Adrenal insufficiency can contribute to impaired resistance to infection. Stress activates the HPA axis and has impact on the immune system, particularly through the adrenal hormones. In assessing the HPA axis, adrenal functional abnormalities are relatively simple to identify and address (e.g., when compared to hypothalamic dysregulation or pituitary imbalance).

Mineral Analysis

It has been proposed that PMS is the result of mineral imbalances, most notably calcium deficiency. (67)

Fatty Acids

Dietary polyunsaturated fatty acids (PUFA) are primarily composed of omega-3 and omega-6 fatty acids. PUFA are vital in the production of eicosanoids – components involved in regulating inflammatory response, blood vessel leakage, lipid accumulation, and immune cell response.
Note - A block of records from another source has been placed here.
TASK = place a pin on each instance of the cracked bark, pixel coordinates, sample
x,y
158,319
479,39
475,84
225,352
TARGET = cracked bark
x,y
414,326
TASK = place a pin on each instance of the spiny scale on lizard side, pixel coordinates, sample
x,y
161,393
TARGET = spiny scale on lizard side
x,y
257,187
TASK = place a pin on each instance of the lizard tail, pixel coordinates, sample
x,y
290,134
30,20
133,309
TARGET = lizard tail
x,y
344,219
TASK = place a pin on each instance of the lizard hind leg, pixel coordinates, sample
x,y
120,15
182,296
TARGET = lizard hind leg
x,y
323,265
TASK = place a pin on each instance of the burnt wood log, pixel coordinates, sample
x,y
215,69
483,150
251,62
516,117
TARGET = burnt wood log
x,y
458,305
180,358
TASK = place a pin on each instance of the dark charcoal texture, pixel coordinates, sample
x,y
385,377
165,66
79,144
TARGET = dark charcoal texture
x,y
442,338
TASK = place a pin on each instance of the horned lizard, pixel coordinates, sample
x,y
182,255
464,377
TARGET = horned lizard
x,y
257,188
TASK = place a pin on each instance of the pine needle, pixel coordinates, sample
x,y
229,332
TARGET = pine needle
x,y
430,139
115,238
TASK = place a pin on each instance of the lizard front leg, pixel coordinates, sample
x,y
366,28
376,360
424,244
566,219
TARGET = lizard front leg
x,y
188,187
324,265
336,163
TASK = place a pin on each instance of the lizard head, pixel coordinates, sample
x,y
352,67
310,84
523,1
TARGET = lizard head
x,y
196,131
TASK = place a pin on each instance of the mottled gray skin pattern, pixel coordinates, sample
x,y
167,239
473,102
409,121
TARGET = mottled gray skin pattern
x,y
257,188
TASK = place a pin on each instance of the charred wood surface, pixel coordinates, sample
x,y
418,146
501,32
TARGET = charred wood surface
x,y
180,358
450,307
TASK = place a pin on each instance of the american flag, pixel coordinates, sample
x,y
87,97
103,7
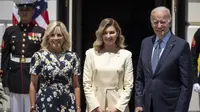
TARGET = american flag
x,y
40,16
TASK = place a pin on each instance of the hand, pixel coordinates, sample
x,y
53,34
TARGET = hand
x,y
6,91
196,87
138,109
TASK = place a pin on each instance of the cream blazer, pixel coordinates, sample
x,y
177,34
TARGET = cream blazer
x,y
108,80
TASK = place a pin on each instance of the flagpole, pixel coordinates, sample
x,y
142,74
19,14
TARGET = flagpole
x,y
70,21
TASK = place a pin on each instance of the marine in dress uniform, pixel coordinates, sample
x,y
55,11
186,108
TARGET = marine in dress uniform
x,y
195,48
20,42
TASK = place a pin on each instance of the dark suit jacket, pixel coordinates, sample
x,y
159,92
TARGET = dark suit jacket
x,y
170,87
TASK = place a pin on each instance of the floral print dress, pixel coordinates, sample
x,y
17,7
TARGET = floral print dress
x,y
56,93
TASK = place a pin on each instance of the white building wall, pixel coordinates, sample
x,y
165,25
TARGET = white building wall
x,y
6,7
194,23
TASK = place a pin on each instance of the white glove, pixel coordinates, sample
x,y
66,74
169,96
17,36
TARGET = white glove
x,y
196,87
6,91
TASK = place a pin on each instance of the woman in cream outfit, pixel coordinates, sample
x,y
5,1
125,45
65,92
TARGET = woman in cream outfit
x,y
108,71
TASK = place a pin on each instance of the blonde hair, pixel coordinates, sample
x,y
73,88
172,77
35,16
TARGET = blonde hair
x,y
56,26
120,42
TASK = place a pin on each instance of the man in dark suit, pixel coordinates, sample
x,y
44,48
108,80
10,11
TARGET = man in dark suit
x,y
195,48
20,42
163,82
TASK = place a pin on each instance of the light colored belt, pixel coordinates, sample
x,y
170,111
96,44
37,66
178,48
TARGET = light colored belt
x,y
20,60
104,98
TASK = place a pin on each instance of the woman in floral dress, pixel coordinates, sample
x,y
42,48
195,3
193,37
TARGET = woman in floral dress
x,y
57,70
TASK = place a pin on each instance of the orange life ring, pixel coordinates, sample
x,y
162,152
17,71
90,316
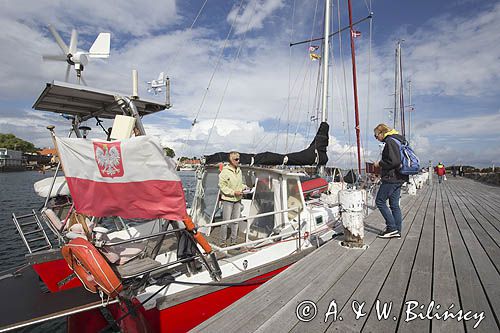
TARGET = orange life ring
x,y
91,268
188,222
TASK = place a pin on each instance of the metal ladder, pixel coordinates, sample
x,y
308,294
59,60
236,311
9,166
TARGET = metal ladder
x,y
31,231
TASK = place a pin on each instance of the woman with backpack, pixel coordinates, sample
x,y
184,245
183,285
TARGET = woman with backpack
x,y
391,180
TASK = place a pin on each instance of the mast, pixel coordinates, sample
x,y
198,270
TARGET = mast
x,y
396,87
399,116
355,86
410,111
324,99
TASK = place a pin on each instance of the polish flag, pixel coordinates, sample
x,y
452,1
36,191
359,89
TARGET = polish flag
x,y
131,178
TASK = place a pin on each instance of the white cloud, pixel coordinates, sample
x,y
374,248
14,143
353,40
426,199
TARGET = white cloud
x,y
252,14
456,55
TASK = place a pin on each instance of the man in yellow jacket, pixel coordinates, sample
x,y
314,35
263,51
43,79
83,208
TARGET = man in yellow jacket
x,y
231,188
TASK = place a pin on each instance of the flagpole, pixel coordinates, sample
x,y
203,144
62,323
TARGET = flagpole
x,y
355,86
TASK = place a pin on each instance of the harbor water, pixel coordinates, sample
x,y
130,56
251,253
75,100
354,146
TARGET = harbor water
x,y
18,196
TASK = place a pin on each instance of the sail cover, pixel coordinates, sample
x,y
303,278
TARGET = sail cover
x,y
315,154
131,178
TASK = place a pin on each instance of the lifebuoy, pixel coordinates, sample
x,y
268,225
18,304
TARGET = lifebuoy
x,y
188,222
91,268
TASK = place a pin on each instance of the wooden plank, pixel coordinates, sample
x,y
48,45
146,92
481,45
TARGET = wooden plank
x,y
444,287
487,236
471,292
396,283
490,211
341,288
285,318
482,215
420,284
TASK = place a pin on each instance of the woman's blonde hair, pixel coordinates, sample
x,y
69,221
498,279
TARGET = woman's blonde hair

Disturbance of prostaglandin metabolism does appear to affect PMS; (68) however, studies are conflicting on the benefit of fatty acid supplementation for PMS symptoms. (69) , (70) , (71) The sequence of events leading to fatty acid elongation suggests that amino acid assay and organic acid assessment would likely be of more clinical significance in addressing the symptoms of PMS.